Ihre Rechte und Möglichkeiten bei einer Filesharing-Abmahnung

Dem Anwaltsanschreiben liegt meist eine vorgefertigte Unterlassungserklärung bei. Diese dürfen Sie keinesfalls blind unterschreiben, da Ihre Unterzeichnung mit einem Schuldeingeständnis gleichgesetzt wird. Die Formulierung der Unterlassungserklärung ist so gestaltet, dass sie einem Eingeständnis Ihrer Schuld und der damit verbundenen Bezahlung der Forderungssumme gleichkommt. Nutzen Sie eine modifizierte Unterlassungserklärung und versprechen Sie damit, zukünftig jeglichen Rechtsverstoß zu unterlassen. Nutzen Sie das Formular für eine modifizierte Unterlassungserklärung und schließen aus, sich durch ein Schuldeingeständnis zur Zahlung der angefallenen Kosten durch die Filesharing Abmahnung zu verpflichten. Wichtig: Versenden Sie Ihr Anschreiben versichert und nutzen die Möglichkeit des Übergabeeinschreibens. So sichern Sie sich gegen das Risiko ab, dass der Abmahnanwalt behauptet, Sie hätten nicht reagiert. Denn in diesem Fall ist eine einstweilige Verfügung möglich und erhöht den Kostenfaktor der Filesharing-Abmahnung zusätzlich.

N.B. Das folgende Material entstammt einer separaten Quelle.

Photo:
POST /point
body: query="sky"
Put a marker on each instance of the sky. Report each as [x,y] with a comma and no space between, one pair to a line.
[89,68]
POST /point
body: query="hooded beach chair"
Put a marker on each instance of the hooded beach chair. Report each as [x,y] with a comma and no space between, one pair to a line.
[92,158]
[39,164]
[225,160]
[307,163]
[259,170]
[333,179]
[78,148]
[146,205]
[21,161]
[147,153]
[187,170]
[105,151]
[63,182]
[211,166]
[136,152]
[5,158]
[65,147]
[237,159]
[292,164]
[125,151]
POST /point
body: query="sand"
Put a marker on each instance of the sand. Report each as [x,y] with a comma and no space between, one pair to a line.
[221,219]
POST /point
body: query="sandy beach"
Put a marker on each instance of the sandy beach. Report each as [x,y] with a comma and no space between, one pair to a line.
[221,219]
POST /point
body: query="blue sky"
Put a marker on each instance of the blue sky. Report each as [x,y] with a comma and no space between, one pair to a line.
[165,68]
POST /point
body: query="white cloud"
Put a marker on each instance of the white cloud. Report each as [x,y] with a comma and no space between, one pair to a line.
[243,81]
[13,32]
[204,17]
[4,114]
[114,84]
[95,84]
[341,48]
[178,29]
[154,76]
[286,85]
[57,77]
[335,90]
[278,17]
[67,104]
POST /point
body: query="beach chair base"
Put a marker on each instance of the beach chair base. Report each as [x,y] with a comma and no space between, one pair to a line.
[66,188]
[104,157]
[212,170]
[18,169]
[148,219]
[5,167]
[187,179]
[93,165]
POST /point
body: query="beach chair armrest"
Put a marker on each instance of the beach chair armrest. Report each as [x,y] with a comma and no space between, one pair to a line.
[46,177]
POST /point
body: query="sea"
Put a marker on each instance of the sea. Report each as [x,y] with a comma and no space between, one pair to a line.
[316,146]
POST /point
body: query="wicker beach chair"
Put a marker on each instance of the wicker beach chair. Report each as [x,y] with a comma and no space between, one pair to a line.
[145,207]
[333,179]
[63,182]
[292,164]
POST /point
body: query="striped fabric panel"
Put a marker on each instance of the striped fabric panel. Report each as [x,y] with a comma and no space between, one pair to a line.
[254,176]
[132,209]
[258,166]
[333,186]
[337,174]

Vermeiden Sie nach der Zusendung der modifizierten Unterlassungserklärung jeglichen Kontakt zum Abmahnanwalt und lassen sich auf keinerlei Diskussionen oder Verhandlungen ein. Widersprechen Sie lediglich Inkassobriefen und Mahnbescheiden und schalten Sie rechtzeitig einen eigenen Anwalt ihres Vertrauens ein.